4. What is the constitutional significance of PCs? Ed makes a useful point about the dangers of relying too much on analogies. We readily admit that just because treaty-making deserves constitutional scrutiny, it does not follow that political commitments must as well. For our part, we used a functional analysis to show that the reasons for constitutional concern with treaty functions are no longer limited to treaty-making. This is particularly true given the numerous cases where treaty compliance and political commitment compliance implicate the same set of responses; i.e., in those (many) cases where treaty-makers decline to adopt legal tools for enforcing or implementing the treaty. To the extent that some political commitments serve the same functions (and implicate the same risks) as some treaties, that functional overlap does, we believe, provide a good reason for considering the executive’s authority to make political commitments as a matter of U.S. law.
Moreover, part of the controversy surrounding the Iraq SFA—and other political commitments—is the perception that the executive branch uses “unregulated” political commitment to circumvent constitutional treaty-making rules. Our approach would respond to this democracy problem without having to force political commitments into the treaty box where they clearly do not belong. Ed points out that our logic suggests that the Constitution might similarly care about unilateral executive action with international significance comparable to treaties or political commitments. This is an interesting observation, and suggests a need for future scholarship; there’s certainly room for some further theorizing here (perhaps Ed has found his next article?).
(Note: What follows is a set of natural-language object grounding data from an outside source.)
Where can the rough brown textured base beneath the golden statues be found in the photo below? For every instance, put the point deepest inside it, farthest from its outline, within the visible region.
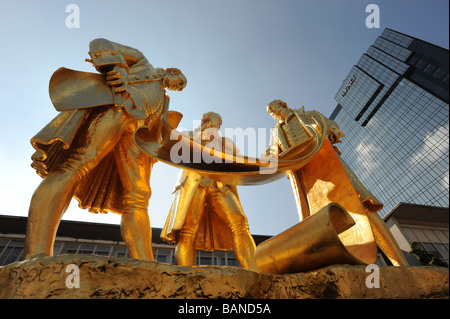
(102, 277)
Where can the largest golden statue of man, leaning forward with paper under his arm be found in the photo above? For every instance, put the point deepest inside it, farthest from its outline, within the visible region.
(87, 150)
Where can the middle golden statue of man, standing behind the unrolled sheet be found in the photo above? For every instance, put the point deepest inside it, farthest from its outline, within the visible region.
(207, 214)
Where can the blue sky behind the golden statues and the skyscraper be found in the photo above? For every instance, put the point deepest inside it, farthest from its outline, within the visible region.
(237, 55)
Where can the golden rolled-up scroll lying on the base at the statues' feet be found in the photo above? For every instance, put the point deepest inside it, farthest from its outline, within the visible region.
(310, 244)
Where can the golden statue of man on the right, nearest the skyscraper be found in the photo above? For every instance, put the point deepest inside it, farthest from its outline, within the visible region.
(326, 179)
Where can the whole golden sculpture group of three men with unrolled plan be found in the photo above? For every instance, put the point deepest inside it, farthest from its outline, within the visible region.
(113, 125)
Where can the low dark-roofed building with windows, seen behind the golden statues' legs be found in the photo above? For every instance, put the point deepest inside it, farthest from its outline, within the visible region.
(97, 239)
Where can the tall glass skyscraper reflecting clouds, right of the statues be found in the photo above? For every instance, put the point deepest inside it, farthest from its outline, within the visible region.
(393, 108)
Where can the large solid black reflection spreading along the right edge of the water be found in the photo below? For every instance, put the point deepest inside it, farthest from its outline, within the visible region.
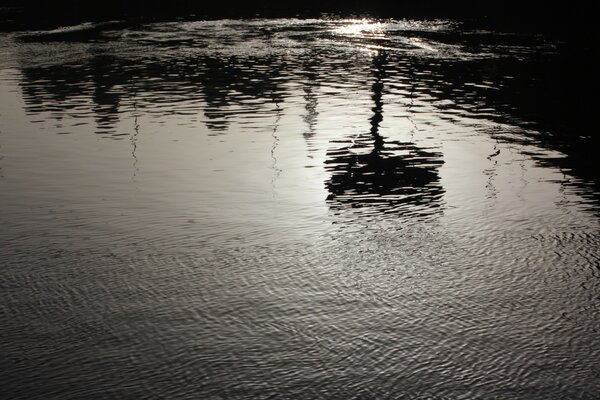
(519, 80)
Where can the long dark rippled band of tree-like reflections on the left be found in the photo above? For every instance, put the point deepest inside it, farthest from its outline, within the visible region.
(222, 88)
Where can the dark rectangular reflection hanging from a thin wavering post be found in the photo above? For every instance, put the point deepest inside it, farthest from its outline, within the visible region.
(395, 176)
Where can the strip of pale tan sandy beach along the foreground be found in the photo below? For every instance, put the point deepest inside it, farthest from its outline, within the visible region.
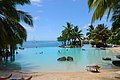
(110, 74)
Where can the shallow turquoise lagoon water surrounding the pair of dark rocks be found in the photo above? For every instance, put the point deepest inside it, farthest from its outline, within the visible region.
(44, 58)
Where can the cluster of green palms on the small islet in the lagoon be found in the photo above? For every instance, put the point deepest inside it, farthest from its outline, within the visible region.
(70, 34)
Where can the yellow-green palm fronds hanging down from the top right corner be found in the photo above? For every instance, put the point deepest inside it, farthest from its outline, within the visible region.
(101, 6)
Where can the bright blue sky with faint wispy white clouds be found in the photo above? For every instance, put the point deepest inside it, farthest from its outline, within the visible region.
(49, 17)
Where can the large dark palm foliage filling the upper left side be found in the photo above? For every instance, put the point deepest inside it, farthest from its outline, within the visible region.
(11, 31)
5. What makes this such a wonderful article? As nice as Ed’s closing words are to hear, we’ll defer this question to our readers. If beauty is in the eye of the beholder, we hope that some of you will appreciate the contribution our work makes, but we acknowledge that some (hopefully not too many of you) may disagree. We hope to hear from you all. And we look forward to hearing from and responding to Professor Ramsey later today when he joins the discussion.